It seems Plouffe was actually asked a question about whether and how the unemployment rate would impact the Presidential race. He replied by claiming that the number itself wouldn’t impact people’s votes. In other words, Plouffe himself didn’t initially establish the political context. Plouffe then launched into a discussion about how the anemic recovery is experienced by people on a personal level. It was in that context that Plouffe reiterated that people won’t vote based on the numer alone.
You can accuse Plouffe of being wrong in claiming that people won’t vote based on the percentage of unemployed — I tend to think it may loom in people’s minds. You can argue that it was a misstep in that the quote does sound tone-deaf when reproduced without the surrounding context, and it’s understandable why people would see it as insensitive when viewed without that context.
But as Dave Weigel notes, the quote in isolation is widely being distorted in the media as a sign that Obama’s advisers have their heads in the sand about the economy.
Except that the transcript Sargent includes actually proves that Plouffe does have his head in the sand about the economy. After explaining that people don’t think of the economy in terms of unemployment numbers or GDP (I agree), he claims that people are actually feeling better about the economy.
The average American does not view the economy through the prism of GDP or unemployment rates or even monthly jobs numbers.
In fact, those terms very rarely pass their lips. So it’s a very one-dimensional view. They view the economy through their own personal prism. You see, people’s — people’s attitude towards their own personal financial situation has actually improved over time. You know, they’re still concerned about the long-term economic future of the country, but it’s things like “My sister was unemployed for six months and was living in my basement and now she has a job.”
There’s a — a “help wanted” sign. You know, the local diner was a little busier this week. Home Depot was a little busier. These are the ways people talk about the economy. [my emphasis]

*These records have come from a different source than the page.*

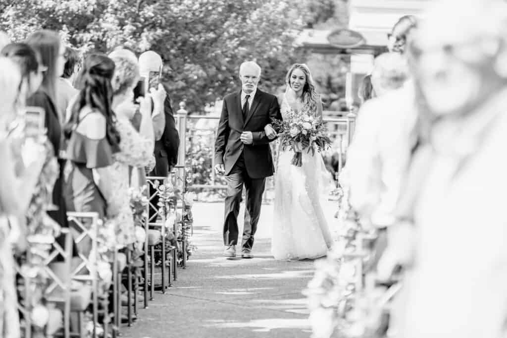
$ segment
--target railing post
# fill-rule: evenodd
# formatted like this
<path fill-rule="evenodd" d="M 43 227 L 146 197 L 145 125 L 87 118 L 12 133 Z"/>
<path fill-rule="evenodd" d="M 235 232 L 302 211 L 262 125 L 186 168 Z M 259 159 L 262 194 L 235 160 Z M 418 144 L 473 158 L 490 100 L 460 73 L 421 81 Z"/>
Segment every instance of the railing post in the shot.
<path fill-rule="evenodd" d="M 350 112 L 347 114 L 347 136 L 348 137 L 347 142 L 348 142 L 347 145 L 347 148 L 350 145 L 352 137 L 354 136 L 354 131 L 355 129 L 355 119 L 357 116 L 357 115 L 351 110 Z"/>
<path fill-rule="evenodd" d="M 185 103 L 179 103 L 179 109 L 176 112 L 176 127 L 179 134 L 179 149 L 178 151 L 178 167 L 185 166 L 187 155 L 187 116 Z"/>

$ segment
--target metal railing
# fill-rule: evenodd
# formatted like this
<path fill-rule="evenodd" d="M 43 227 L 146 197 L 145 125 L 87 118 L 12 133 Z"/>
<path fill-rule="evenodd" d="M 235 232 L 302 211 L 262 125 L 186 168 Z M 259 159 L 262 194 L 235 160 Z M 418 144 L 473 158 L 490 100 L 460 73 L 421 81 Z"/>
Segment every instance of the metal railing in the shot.
<path fill-rule="evenodd" d="M 186 105 L 185 103 L 181 102 L 179 104 L 179 109 L 176 112 L 175 116 L 176 128 L 179 133 L 179 150 L 178 155 L 178 163 L 176 165 L 176 169 L 178 171 L 183 171 L 185 168 L 187 160 L 187 152 L 190 147 L 193 145 L 192 143 L 196 136 L 204 136 L 209 139 L 211 147 L 211 150 L 209 156 L 211 158 L 211 183 L 207 184 L 192 184 L 192 188 L 195 189 L 226 189 L 227 185 L 223 184 L 217 183 L 216 175 L 214 170 L 215 163 L 214 158 L 214 141 L 216 134 L 217 126 L 213 125 L 204 127 L 196 127 L 195 125 L 192 125 L 191 128 L 188 128 L 189 122 L 191 121 L 197 120 L 212 120 L 218 121 L 220 119 L 219 116 L 207 116 L 207 115 L 189 115 L 188 112 L 185 109 Z M 337 112 L 331 111 L 324 111 L 323 115 L 324 116 L 336 115 Z M 333 142 L 333 146 L 332 147 L 331 154 L 336 154 L 338 155 L 338 164 L 337 175 L 339 174 L 343 167 L 343 158 L 344 155 L 346 154 L 347 149 L 348 145 L 352 140 L 352 136 L 354 134 L 354 130 L 355 127 L 356 114 L 350 113 L 344 117 L 325 117 L 323 119 L 324 122 L 328 124 L 328 128 L 330 136 Z M 217 123 L 218 124 L 218 123 Z M 189 141 L 189 133 L 192 133 L 190 136 L 190 144 L 188 144 Z M 276 149 L 272 150 L 276 151 Z"/>

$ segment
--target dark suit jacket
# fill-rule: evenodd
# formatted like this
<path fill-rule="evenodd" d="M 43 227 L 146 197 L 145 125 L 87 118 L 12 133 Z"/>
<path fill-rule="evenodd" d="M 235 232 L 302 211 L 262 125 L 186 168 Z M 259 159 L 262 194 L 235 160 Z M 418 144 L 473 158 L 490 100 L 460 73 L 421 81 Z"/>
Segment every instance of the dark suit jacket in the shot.
<path fill-rule="evenodd" d="M 250 111 L 243 118 L 241 111 L 241 90 L 227 95 L 215 142 L 215 161 L 223 163 L 229 175 L 242 153 L 247 173 L 254 179 L 273 175 L 274 166 L 269 147 L 270 140 L 264 127 L 272 119 L 281 119 L 276 96 L 257 88 Z M 251 131 L 254 143 L 243 144 L 240 140 L 243 131 Z"/>
<path fill-rule="evenodd" d="M 169 93 L 169 88 L 165 85 L 164 89 Z M 156 164 L 150 175 L 165 177 L 177 163 L 178 150 L 179 149 L 179 135 L 176 128 L 171 107 L 171 99 L 168 94 L 164 102 L 164 114 L 165 115 L 165 128 L 160 140 L 155 142 L 154 154 Z"/>

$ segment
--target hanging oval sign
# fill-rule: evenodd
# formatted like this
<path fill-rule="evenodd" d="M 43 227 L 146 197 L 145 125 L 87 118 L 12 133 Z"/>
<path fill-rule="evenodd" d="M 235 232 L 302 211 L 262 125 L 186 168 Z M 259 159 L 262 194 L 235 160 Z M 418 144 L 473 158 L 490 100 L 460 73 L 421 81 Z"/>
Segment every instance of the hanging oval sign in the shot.
<path fill-rule="evenodd" d="M 340 48 L 354 48 L 366 43 L 360 33 L 346 28 L 333 30 L 328 36 L 328 41 L 331 45 Z"/>

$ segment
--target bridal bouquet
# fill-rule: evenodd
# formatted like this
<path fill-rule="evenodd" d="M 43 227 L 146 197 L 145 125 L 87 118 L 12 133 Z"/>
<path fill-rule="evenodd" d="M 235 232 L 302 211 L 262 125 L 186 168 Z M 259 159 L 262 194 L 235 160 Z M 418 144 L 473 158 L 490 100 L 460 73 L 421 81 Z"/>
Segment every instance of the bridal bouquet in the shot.
<path fill-rule="evenodd" d="M 315 156 L 316 150 L 321 152 L 331 145 L 325 124 L 308 112 L 293 112 L 284 120 L 274 119 L 272 124 L 278 132 L 282 150 L 291 147 L 294 151 L 291 163 L 296 166 L 303 165 L 303 149 Z"/>

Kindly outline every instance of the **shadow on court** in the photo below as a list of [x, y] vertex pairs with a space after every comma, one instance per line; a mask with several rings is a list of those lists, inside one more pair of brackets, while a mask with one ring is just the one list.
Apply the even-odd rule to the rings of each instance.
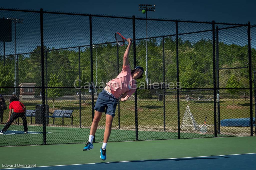
[[214, 159], [221, 159], [222, 158], [228, 158], [229, 157], [228, 157], [227, 156], [218, 156], [218, 155], [212, 155], [213, 156], [219, 156], [219, 157], [194, 157], [194, 158], [174, 158], [174, 159], [153, 159], [153, 160], [140, 160], [138, 161], [124, 161], [122, 162], [122, 161], [121, 162], [99, 162], [99, 163], [96, 163], [96, 164], [111, 164], [115, 163], [120, 163], [121, 162], [154, 162], [156, 161], [175, 161], [180, 162], [183, 161], [185, 161], [187, 160], [214, 160]]

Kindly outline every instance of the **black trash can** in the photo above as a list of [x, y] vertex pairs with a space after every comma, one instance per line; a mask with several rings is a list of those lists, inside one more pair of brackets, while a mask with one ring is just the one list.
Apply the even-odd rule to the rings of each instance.
[[49, 106], [45, 105], [45, 115], [43, 115], [42, 104], [38, 104], [36, 106], [36, 124], [42, 124], [44, 119], [46, 118], [46, 124], [48, 124], [48, 118], [47, 116], [49, 115]]

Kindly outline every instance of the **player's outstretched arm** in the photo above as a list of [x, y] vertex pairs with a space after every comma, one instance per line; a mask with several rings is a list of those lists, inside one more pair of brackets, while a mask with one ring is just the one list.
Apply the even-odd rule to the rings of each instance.
[[128, 98], [130, 96], [131, 96], [128, 94], [127, 93], [126, 93], [124, 94], [121, 97], [121, 98], [120, 98], [120, 101], [121, 102], [125, 102], [125, 101], [127, 100], [128, 99]]
[[132, 45], [132, 39], [131, 38], [127, 38], [127, 41], [129, 44], [128, 44], [128, 46], [125, 52], [124, 52], [124, 61], [123, 64], [123, 67], [126, 66], [129, 64], [129, 52], [130, 51], [130, 48], [131, 48], [131, 46]]

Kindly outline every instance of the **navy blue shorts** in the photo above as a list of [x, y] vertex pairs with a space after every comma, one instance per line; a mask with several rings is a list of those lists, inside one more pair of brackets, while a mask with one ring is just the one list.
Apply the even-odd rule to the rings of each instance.
[[98, 96], [94, 110], [100, 112], [104, 112], [105, 114], [114, 117], [118, 101], [118, 99], [110, 95], [103, 90]]

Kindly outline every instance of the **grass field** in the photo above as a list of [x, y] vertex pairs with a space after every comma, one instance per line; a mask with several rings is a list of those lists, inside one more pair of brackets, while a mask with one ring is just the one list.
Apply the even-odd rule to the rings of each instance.
[[[167, 96], [168, 97], [168, 96]], [[178, 136], [178, 116], [177, 101], [166, 98], [165, 126], [166, 131], [164, 131], [163, 102], [157, 100], [139, 100], [138, 101], [138, 126], [139, 140], [177, 139]], [[27, 109], [35, 109], [40, 101], [31, 102], [23, 101]], [[71, 125], [71, 119], [64, 119], [64, 125], [62, 119], [56, 118], [55, 124], [52, 124], [53, 120], [50, 118], [46, 131], [52, 132], [46, 135], [47, 143], [82, 143], [88, 138], [92, 121], [91, 105], [90, 101], [85, 101], [81, 104], [81, 122], [82, 128], [79, 128], [79, 102], [74, 101], [56, 101], [54, 108], [51, 101], [48, 101], [50, 112], [55, 110], [73, 110], [73, 125]], [[221, 119], [250, 117], [250, 102], [244, 99], [236, 100], [234, 105], [232, 100], [220, 102]], [[207, 116], [208, 132], [202, 135], [196, 131], [181, 130], [181, 138], [209, 137], [214, 136], [214, 110], [213, 101], [187, 101], [180, 102], [180, 123], [181, 124], [187, 106], [188, 105], [195, 119], [199, 125], [203, 124], [205, 117]], [[135, 140], [135, 132], [134, 101], [132, 100], [120, 105], [120, 129], [119, 129], [118, 107], [113, 123], [113, 130], [110, 141], [127, 141]], [[8, 119], [8, 111], [5, 111], [4, 122]], [[29, 131], [42, 131], [41, 125], [35, 124], [33, 117], [30, 124], [30, 117], [27, 118]], [[105, 116], [103, 116], [99, 125], [95, 137], [96, 142], [101, 142], [103, 138]], [[20, 119], [19, 125], [13, 125], [9, 130], [22, 130], [22, 121]], [[3, 125], [0, 127], [2, 128]], [[221, 134], [219, 136], [250, 135], [250, 127], [221, 127]], [[5, 135], [1, 136], [1, 145], [18, 144], [38, 144], [42, 143], [42, 134]]]

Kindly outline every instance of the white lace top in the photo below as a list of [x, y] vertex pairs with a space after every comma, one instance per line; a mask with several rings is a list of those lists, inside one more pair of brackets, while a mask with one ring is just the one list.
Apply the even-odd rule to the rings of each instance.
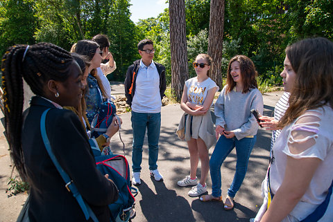
[[[298, 121], [302, 122], [305, 117], [311, 117], [314, 121], [296, 124]], [[296, 140], [293, 137], [292, 133], [297, 131], [307, 132], [308, 136]], [[314, 145], [310, 145], [309, 148], [298, 154], [291, 153], [289, 144], [307, 142]], [[300, 221], [325, 200], [333, 180], [333, 110], [330, 107], [325, 106], [306, 111], [282, 129], [273, 149], [274, 160], [271, 167], [270, 181], [273, 194], [276, 193], [284, 177], [287, 156], [294, 158], [317, 158], [322, 160], [307, 192], [290, 213]], [[332, 197], [326, 212], [330, 212], [331, 216], [327, 220], [321, 221], [333, 221]]]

Problem is, there’s a way to measure people’s attitude about their own personal situation, and it is not improving. Two key measures of consumer confidence, at least, show people’s attitude about their own personal situation has declined in the last month.
The consumer-sentiment gauge fell to 71.5 at the end of June from 74.3 in May. A preliminary June reading had pegged sentiment at 71.8.
The sentiment reading, which covers how consumers view their personal finances as well as business and buying conditions, averaged about 87 in the year before the start of the most recent recession.
Earlier this week, a separate report showed that consumer confidence fell in June to the worst level in eight months on concerns about employment and income.
The Conference Board’s consumer-confidence index fell to 58.5 for the month from an upwardly revised 61.7 in May. Generally, when the economy is growing at a good clip, confidence readings are at 90 and above.
Now, consumer confidence may well turn around, and it has been going up with small hints of a turnaround. But it is not up right now–the Conference Board survey is worse than it has been for months.
Look, I’m not trying to make it easy for Mitt Romney to attack Barack Obama. But at every turn, the Administration does seem deaf to the complaints of ordinary people. Mitt’s no more in touch with those complaints, I’m sure. But that doesn’t mean Obama and his aides don’t have to start listening to the pain of real people.